La fragilité croissante observée au niveau de la stabilité des couples a suggéré un temps de réflexion. Ce phénomène est probablement en rapport direct ou indirect avec les transformations sociétales incluant la confusion apparente des rôles entre les hommes et les femmes et surtout l’allongement de la durée de vie nousamenant à revoir nos stratégies pour stabiliser nos couples sur la durée.

INTRODUCTION

L’intérêt porté à cette thématique de la durée de vie d’un couple sur le long terme, à travers le désir, repose sur la difficulté récurrente de mener à bien les projets de vie commune dans nos populations, dont nous limiterons la dimension et la réflexion au mode culturel judéo-chrétien. Le cadre juridique de cette délimitation culturelle nous rappelle en ses articles 212 du Code civil que les époux se doivent fidélité, secours et assistance, 215 une obligation de communauté de vie. Le désir semblerait être le moteur initial de toute relation humaine, ainsi nous avons souhaité lui donner un rôle de pivot autour duquel s’articuleront les notions de couple et de durée de vie de celui-ci sur le long terme.

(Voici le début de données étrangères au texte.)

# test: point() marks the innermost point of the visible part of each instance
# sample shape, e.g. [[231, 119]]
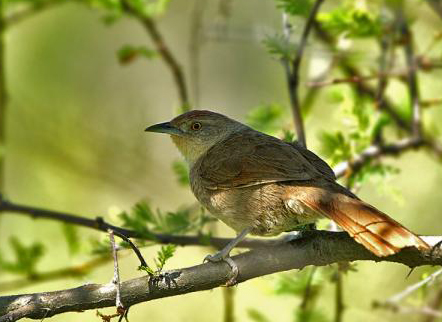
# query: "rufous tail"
[[370, 227]]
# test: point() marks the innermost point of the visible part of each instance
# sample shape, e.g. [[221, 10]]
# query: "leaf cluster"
[[25, 260], [352, 21], [163, 255], [146, 221], [267, 118]]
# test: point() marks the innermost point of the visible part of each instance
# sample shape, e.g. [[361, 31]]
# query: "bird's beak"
[[165, 127]]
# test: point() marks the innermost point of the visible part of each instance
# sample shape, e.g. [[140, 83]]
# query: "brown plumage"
[[259, 184]]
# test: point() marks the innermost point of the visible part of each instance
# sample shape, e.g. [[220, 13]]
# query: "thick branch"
[[319, 249], [293, 72], [410, 59], [99, 224]]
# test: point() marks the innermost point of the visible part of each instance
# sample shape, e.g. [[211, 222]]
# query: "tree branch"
[[411, 74], [376, 151], [292, 73], [99, 224], [163, 50], [53, 275], [318, 248]]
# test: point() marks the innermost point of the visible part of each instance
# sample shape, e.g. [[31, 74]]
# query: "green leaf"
[[26, 257], [295, 7], [128, 53], [354, 22], [311, 315], [335, 146], [257, 316], [280, 47], [295, 284], [145, 221], [166, 252], [267, 118], [181, 172], [72, 238]]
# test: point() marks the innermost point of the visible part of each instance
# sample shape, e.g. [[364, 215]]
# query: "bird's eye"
[[196, 126]]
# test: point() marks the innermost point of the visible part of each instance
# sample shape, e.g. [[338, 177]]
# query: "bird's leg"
[[223, 255]]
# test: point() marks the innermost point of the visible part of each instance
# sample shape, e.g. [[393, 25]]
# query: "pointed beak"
[[165, 127]]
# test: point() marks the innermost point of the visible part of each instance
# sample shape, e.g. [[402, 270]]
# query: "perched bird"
[[259, 184]]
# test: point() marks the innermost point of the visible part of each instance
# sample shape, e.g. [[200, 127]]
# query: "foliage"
[[146, 221], [128, 53], [295, 7], [72, 238], [163, 255], [267, 118], [26, 258], [351, 21], [257, 316]]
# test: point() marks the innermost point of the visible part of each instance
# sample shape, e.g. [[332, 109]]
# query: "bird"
[[260, 185]]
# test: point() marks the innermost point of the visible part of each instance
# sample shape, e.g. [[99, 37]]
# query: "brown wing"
[[253, 158], [316, 161]]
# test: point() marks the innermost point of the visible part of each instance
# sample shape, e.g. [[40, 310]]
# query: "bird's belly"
[[263, 209]]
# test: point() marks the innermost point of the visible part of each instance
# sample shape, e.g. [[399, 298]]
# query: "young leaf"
[[26, 258], [164, 254], [295, 7]]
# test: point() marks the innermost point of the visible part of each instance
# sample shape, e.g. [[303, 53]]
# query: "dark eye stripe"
[[196, 126]]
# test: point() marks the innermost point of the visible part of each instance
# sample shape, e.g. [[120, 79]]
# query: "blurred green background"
[[75, 142]]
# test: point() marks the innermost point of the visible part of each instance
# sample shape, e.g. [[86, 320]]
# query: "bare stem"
[[410, 59], [116, 277], [164, 51], [293, 71]]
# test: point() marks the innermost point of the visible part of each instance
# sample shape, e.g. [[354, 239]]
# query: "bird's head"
[[197, 131]]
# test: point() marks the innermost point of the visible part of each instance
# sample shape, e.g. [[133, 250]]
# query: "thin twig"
[[132, 245], [412, 288], [407, 40], [195, 43], [307, 297], [101, 225], [116, 277], [164, 51], [3, 94], [363, 89], [53, 275], [293, 71], [229, 304], [319, 249]]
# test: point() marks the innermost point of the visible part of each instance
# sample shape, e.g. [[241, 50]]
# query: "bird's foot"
[[224, 257]]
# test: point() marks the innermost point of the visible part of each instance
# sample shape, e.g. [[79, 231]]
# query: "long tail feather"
[[370, 227]]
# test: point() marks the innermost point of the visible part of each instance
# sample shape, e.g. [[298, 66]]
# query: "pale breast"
[[266, 208]]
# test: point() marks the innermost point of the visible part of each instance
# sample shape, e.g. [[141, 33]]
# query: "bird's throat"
[[190, 151]]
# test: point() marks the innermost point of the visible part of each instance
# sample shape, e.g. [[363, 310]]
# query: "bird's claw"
[[220, 257]]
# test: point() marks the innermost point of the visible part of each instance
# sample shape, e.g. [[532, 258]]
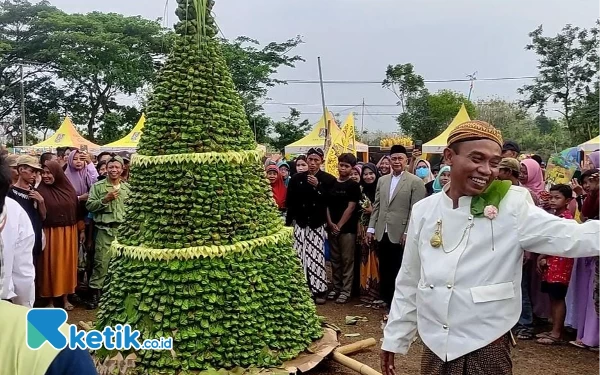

Rappelons que la formation des premiers couples humains remonte à près de deux millions d’années, validant ainsi l’intérêt et la nécessité d’attachement entre deux individus, au-delà de l’unique but de la préservation de l’espèce. Nonobstant la fonction motrice du désir et cette nécessité d’attachement à l’autre, il est souvent fait le constat que la réalité quotidienne tend davantage à éloigner les protagonistes du couple qu’à les maintenir dans le lien, si l’on n’y prête garde. Notre réflexion a également pris en considération la modification de l’espérance de vie, passant en près d’un siècle de 35 à 80 ans, la mort jouant naguère le rôle de divorce. Les critères régissant la longévité des couples en ont été, de fait, modifiés, suscitant tout notre intérêt.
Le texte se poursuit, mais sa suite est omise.